Sunday 29 August 2010

This Old Man, Once Mighty

I am the last hero.

The new generation I was promised never came. I just sit in here, in this old chair, listening to the crime outside; an unrelenting crescendo. This chair is a relic of the League of Truth, like me; it is the chair I sat in when we met, when we discussed how to save the world. To my right the Lady Lasso sat, to my left the Atlantean. They told me to leave it behind that day, to leave no evidence that I was once one of them. I could not.

The League gave themselves to save the world. And I could not join them. And without them my powers mean nothing. If people knew... I could not save myself, let alone the world.

All I can do is listen as more and more crime is broadcast. More and more the world communicates the intended pain of others. Radio waves, then electron conduits, now photon highways; all rushing to spread the word, and the word is so often violence. I could shut it all down, all the blocks around me, but they would find me and what good would that serve? In my youth I could have shut the city down and they would never have found me, but now? Now I grow old, and the new generation refuse to step up.

I was to pass on the League’s legacy, but there is no one to pass it on to. So I hide in my apartment. I have my food and drink delivered. I exercise on machines. I drink to block out the noise, but with the rationing, staying drunk is impossible. I reminisce. I grumble.

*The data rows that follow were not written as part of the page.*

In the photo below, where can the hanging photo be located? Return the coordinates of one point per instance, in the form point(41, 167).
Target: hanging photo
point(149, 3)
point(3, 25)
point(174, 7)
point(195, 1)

That is what I am doing when someone starts banging on the door. Too early in the day for the groceries, which are not scheduled for today anyway, too fiercely for it to be the neighbours.

I concentrate. There is so much noise. But just outside the door. There is something, someone, and he is broadcasting. The signal is easier to pick up than it should be.

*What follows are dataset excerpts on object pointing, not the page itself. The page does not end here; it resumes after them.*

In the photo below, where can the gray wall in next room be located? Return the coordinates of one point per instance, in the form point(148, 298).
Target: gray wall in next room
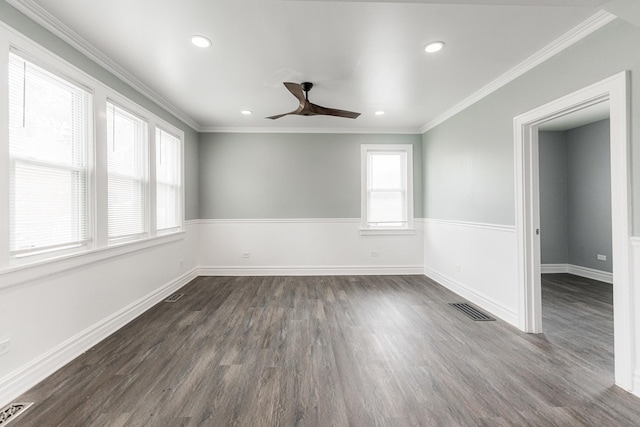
point(589, 195)
point(553, 198)
point(287, 175)
point(575, 215)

“You see,” the stranger seems to be talking to someone, but there is no one with him, “If ya start banging it gets the older folk flustered straight in, they’m likely to make a mistake, open the door in irritation. Not always, mind. But it’s an easy opener. Always worth trying.”

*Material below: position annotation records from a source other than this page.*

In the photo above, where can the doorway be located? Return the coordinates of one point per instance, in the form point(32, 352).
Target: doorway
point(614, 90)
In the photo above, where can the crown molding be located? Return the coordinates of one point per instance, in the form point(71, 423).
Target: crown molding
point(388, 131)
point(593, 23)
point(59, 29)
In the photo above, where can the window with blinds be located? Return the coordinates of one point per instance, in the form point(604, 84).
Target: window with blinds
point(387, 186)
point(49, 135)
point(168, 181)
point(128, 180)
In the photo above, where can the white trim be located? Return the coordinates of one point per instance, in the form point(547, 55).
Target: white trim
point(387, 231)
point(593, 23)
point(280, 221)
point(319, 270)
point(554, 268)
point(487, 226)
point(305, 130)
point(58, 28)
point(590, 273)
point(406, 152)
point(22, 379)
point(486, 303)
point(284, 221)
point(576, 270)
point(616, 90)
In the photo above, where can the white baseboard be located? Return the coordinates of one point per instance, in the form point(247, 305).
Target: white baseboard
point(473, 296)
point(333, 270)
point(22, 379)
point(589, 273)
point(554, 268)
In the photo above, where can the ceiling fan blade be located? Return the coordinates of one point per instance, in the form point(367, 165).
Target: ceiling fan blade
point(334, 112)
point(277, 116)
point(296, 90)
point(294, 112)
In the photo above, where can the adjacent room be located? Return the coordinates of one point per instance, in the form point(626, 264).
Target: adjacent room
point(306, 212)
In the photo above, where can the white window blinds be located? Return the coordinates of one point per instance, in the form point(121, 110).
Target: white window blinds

What is this? As if he is talking to a class. Or an audience.

Visual streams on his signal, from head height. C-goggs then, or just a scratch built headset; c-goggs are probably just so cheap now. There’s more data too. I can already feel a headache coming on, just need to concentrate, it’s been so long. There are augments on the signal, data overlaid onto the image, a ping and return. I recognise the details of my door lock, notes on how to flash it. Enhanced reality via cyber-goggles, crime made easy via the power of the extranet. Step one, I scramble that.

“Well fucks,” he might have said ‘folks’, but I don’t think so, “seems I might be having a few technical difficulties so we’ll just demo the alternate access. Few a ya’ll get a bang out of this.”

I can feel the building comms are out; the inline could just be faulty, but I doubt it – an old building like this is easy to cut off. Wait. Other than this guy outside, there is nothing broadcasting locally. Some kind of localised dampener, probably. I hadn’t noticed because the rest of the city is still roaring away. That’ll be why I managed to pick his signal out so easily, then.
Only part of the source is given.